When you host anything that isn't a small gathering with specifically invited guests - house party, picnic, birthday drinks in a pub - the nature of these things is you forget people. I host parties and almost always have to do a few batches of invites. Some people are on one platform but not another, sometimes I get waylaid midway through selecting names (sorry to my friends at the end of the alphabet), a surprising amount of time I've accidentally scrolled past someone's name.

And yes, sometimes someone isn't at the forefront of my mind because I haven't seen them in a while or usually see them in different settings or only know them through a separate mutual friend. That doesn't mean I dislike them or don't want them there. Sometimes I've invited someone in a second round of invites because if the mutual friend doesn't come, they won't know anyone... but the mutual friend has RSVPed yes.

And yes, sometimes something like this happens, where you suddenly realise, oh shit I meant to invite Onionringsarenotforme but have somehow not done so - will rectify that now because I do want her there!

Taking offence at invites is a bit exhausting. Go if you like her and want to go to a party.

Bluetoothpaste · 31/07/2025 07:32

Of course you should go! You won’t get closer to people if you decline their invitations, regardless of when they were given.

You don’t know that she didn’t want you to come. You only know that A mentioned it before B had a chance to ask you.

If she didn’t want you to come it’s more likely that she’s have told A not to mention it to you.

Go, have a lovely time, stop over thinking.

cloudtreecarpet · 31/07/2025 07:58

I know what you mean about always feeling on the outside of social groups but it could be just that - a feeling that comes from a lack of confidence or self esteem & a product of overthinking things. That is often the case for me I have realised.

Another person might see that invitation and take it at face value, go and have a good time. But someone like you or me who has that idea of themselves as being "on the outside" sees it differently.

I think you should reframe it in your head, accept the invite & just enjoy yourself. If you do go and enter into the spirit it's likely you will be included next time, if you don't go you likely won't be.

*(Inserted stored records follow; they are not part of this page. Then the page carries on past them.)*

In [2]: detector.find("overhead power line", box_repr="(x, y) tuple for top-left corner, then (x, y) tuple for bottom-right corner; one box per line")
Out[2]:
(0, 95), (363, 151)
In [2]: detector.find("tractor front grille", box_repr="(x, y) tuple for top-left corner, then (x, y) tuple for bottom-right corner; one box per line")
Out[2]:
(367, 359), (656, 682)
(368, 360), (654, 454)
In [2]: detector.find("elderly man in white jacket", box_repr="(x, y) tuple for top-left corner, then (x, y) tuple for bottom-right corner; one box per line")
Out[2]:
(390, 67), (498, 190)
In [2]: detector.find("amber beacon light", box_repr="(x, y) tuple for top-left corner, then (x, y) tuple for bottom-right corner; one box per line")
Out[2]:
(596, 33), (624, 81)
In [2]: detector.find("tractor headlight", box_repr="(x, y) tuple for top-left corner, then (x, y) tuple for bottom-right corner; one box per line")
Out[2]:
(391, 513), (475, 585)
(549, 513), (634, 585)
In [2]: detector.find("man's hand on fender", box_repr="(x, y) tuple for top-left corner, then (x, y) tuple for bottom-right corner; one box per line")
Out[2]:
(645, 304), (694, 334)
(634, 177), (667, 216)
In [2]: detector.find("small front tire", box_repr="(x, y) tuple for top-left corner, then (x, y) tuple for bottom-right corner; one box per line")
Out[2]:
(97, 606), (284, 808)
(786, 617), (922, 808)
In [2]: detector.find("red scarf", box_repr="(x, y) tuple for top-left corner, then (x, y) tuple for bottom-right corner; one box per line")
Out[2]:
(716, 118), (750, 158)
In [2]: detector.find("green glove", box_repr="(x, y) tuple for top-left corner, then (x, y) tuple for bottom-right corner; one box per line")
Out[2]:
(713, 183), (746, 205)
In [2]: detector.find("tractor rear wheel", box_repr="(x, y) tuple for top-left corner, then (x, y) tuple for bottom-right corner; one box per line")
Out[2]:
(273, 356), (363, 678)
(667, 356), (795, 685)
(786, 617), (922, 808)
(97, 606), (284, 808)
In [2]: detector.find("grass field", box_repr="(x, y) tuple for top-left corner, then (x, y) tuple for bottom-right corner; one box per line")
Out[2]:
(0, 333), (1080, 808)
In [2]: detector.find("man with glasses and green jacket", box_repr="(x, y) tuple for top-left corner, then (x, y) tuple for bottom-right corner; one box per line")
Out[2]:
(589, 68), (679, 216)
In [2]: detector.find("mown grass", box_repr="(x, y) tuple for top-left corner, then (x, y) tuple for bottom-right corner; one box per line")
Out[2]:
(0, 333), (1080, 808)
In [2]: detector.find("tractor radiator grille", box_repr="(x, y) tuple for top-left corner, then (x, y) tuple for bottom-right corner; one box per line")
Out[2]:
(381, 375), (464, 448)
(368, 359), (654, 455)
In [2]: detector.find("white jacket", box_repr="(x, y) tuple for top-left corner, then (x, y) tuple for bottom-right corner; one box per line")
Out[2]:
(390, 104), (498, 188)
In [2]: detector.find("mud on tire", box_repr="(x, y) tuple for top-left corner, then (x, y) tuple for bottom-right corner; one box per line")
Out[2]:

Lurkingandlearning · 31/07/2025 08:08

I think you should go. You said yourself that not inviting you at the same time as everyone else might have been an oversight. Go with that.

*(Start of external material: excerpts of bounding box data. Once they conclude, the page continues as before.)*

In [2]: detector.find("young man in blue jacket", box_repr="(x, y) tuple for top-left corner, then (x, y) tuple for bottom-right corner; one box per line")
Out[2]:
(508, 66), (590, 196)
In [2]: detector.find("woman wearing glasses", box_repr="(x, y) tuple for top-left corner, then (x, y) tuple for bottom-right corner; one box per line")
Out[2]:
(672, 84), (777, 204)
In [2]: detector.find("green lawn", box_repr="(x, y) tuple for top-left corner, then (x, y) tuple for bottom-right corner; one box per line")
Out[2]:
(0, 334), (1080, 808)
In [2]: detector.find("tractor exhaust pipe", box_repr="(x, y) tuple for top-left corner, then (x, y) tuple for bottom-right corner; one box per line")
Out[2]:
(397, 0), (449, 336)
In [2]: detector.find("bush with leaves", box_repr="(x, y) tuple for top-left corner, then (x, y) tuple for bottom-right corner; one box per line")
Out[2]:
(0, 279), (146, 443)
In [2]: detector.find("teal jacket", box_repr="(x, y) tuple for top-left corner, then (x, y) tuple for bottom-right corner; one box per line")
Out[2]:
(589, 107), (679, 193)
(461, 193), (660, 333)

I think not going now she’s made up for her oversight would make you look a bit precious.

Onionringsarenotforme · 31/07/2025 13:19

Another person might see that invitation and take it at face value, go and have a good time. But someone like you or me who has that idea of themselves as being "on the outside" sees it differently

This 100% @cloudtreecarpet

OP posts:
TenderChicken · 31/07/2025 13:26

You should definitely go if you are interested in becoming closer to this group. Show yourself as someone who is interested in being friends and coming to social gatherings. Also, friendships build more readily if you see each other often.

MrsGuyOfGisbo · 31/07/2025 13:27

Yes please do go! Person B is clearly a nice person who realised what had happened and wants to make sure you don’t feel hurt or left out. Go and enjoy / nice people have nice friends -make them yours too!